Il terzo fenomeno, infine, è sì responsabilità diretta di chi ha l’onere e l’onore di dirigere le nostre società, i governi e gli amministratori, anche se indirettamente è anch’esso il prodotto dei cittadini: sono loro, infatti, ad aver espresso ed eletto quei governi e quegli amministratori; e sono sempre loro che protestano e boicottano ogni normativa che abbia un qualche costo, sia esso economico – come nel caso delle tasse, sempre evase – o esistenziale – come nel caso delle normative anticovid, da alcuni surrelmente avvicinate a provvedimenti nazifascisti.
Tuttavia, nel nostro sventurato Paese, sempre all’avanguardia nei più deteriori fenomeni di costume (siamo primatisti nell’evasione fiscale, nel numero delle auto pro-capite, nella scarsità di libri letti e nel numero di governi cambiati), su quest’ultimo aspetto si è superato ogni limite con la surreale crisi di Governo di questi giorni: scoppiata nel bel mezzo dell’emergenza, proprio mentre iniziava il complesso meccanismo delle vaccinazioni e si rialzavano per l’ennesima volta i numeri del contagio; attuata con le ormai abituali forme delle sfide rusticane e personalistiche, esibite sui media e per ragioni neppure spiegate con la dovuta chiarezza – prova ne sia che tutti hanno un’idea diversa sul perché dello scontro – e che, giuste o sbagliate che siano, avrebbero dovuto essere portate avanti con ben altri metodi e ben altra cautela. Ma si sa, oggi la politica è soprattutto mediatica, ai programmi si sono sostituite le persone e queste hanno bisogno di mantenere sempre alta la loro visibilità, evidentemente anche quando la casa sta bruciando.
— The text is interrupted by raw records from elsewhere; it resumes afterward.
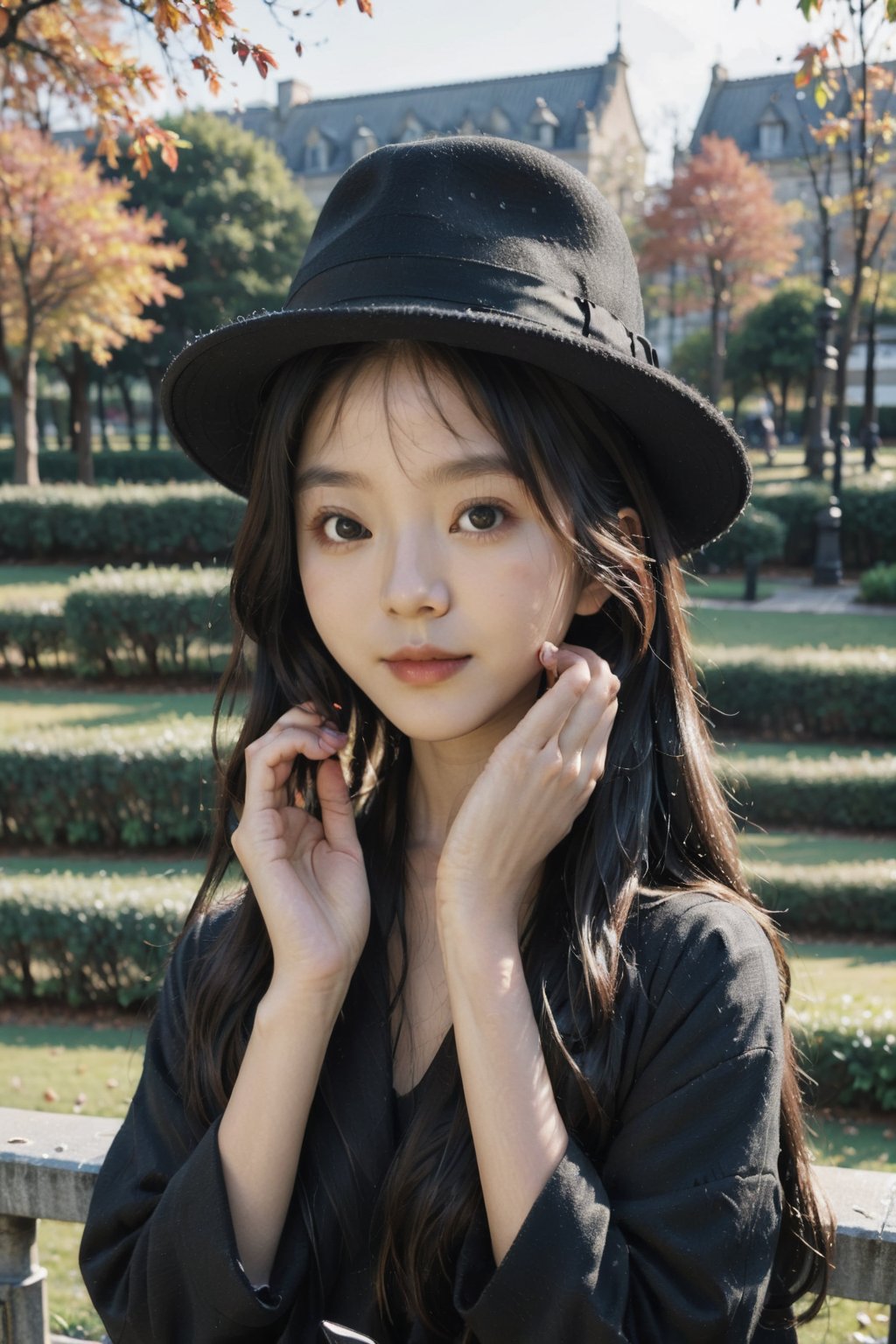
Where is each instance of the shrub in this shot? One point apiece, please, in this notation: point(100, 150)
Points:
point(810, 694)
point(145, 466)
point(147, 616)
point(850, 1054)
point(837, 794)
point(878, 584)
point(758, 536)
point(846, 898)
point(868, 531)
point(35, 629)
point(120, 523)
point(88, 940)
point(117, 788)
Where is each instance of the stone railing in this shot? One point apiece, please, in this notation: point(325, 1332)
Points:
point(49, 1164)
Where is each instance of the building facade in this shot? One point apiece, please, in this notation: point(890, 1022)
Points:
point(584, 116)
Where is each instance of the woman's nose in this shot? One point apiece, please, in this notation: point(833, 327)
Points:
point(416, 579)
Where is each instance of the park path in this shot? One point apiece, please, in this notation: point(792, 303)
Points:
point(801, 594)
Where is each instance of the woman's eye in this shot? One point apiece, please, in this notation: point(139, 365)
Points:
point(338, 527)
point(482, 516)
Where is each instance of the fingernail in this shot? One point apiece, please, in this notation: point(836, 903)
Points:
point(335, 735)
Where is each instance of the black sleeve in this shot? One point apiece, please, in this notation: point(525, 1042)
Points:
point(158, 1254)
point(670, 1236)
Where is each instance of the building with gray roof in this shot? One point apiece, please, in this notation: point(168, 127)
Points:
point(584, 116)
point(771, 122)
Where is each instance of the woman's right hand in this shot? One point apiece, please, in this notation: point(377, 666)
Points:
point(308, 875)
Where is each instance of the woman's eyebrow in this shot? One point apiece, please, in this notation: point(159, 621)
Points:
point(444, 473)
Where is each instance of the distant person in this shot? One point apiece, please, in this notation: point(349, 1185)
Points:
point(491, 1043)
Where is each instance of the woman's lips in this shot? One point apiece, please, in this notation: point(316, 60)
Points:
point(424, 672)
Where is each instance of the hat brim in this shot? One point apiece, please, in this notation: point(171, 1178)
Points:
point(695, 460)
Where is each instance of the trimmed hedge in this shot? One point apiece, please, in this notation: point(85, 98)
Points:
point(810, 694)
point(878, 584)
point(758, 536)
point(32, 628)
point(850, 1055)
point(837, 794)
point(116, 621)
point(120, 523)
point(190, 522)
point(127, 788)
point(850, 898)
point(868, 531)
point(116, 788)
point(88, 940)
point(150, 614)
point(144, 466)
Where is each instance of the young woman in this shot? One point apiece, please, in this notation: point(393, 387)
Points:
point(491, 1045)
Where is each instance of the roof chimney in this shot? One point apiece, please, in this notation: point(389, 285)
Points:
point(290, 93)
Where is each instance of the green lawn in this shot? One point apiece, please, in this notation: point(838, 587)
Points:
point(790, 629)
point(806, 847)
point(864, 975)
point(102, 1065)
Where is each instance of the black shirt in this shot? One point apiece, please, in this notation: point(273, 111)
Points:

E allora, stando così le cose, è davvero difficile continuare a dire e dirsi che andrà tutto bene, banalmente perché nessuno sta facendo nulla perché ciò accada. Ed è qui che la palla torna ai cittadini: sta a loro, con uno scatto d’orgoglio, essere – come spesso affermano – migliori dei loro governanti, ricordando ai litiganti che la priorità è venirne fuori in fretta. Sul come possano farlo, è difficile dire; certo, passaggi ineludibili non possono che essere la piena accettazione di una condizione drammatica e di tutte le sue scomode e fastidiose conseguenze; il conseguente accantonamento di polemiche, lamentele e proteste; un maggiore esercizio quotidiano della creatività nell’affrontare situazioni inusuali e solo apparentemente “limitanti”; infine – e forse soprattutto – una costante pratica della solidarietà nei confronti di quella minoranza che è davvero, e non solo esteriormente, colpita dalla pandemia e dalle sue conseguenze socioeconomiche.
Se non ci riusciranno, se continueranno a litigarsi come i polli di Renzo e a sfogarsi con il Governo per la pioggia che cade, allora sarà bene che i cittadini si preparino a periodi assai più duri di quelli che hanno attraversato nell’ultimo anno.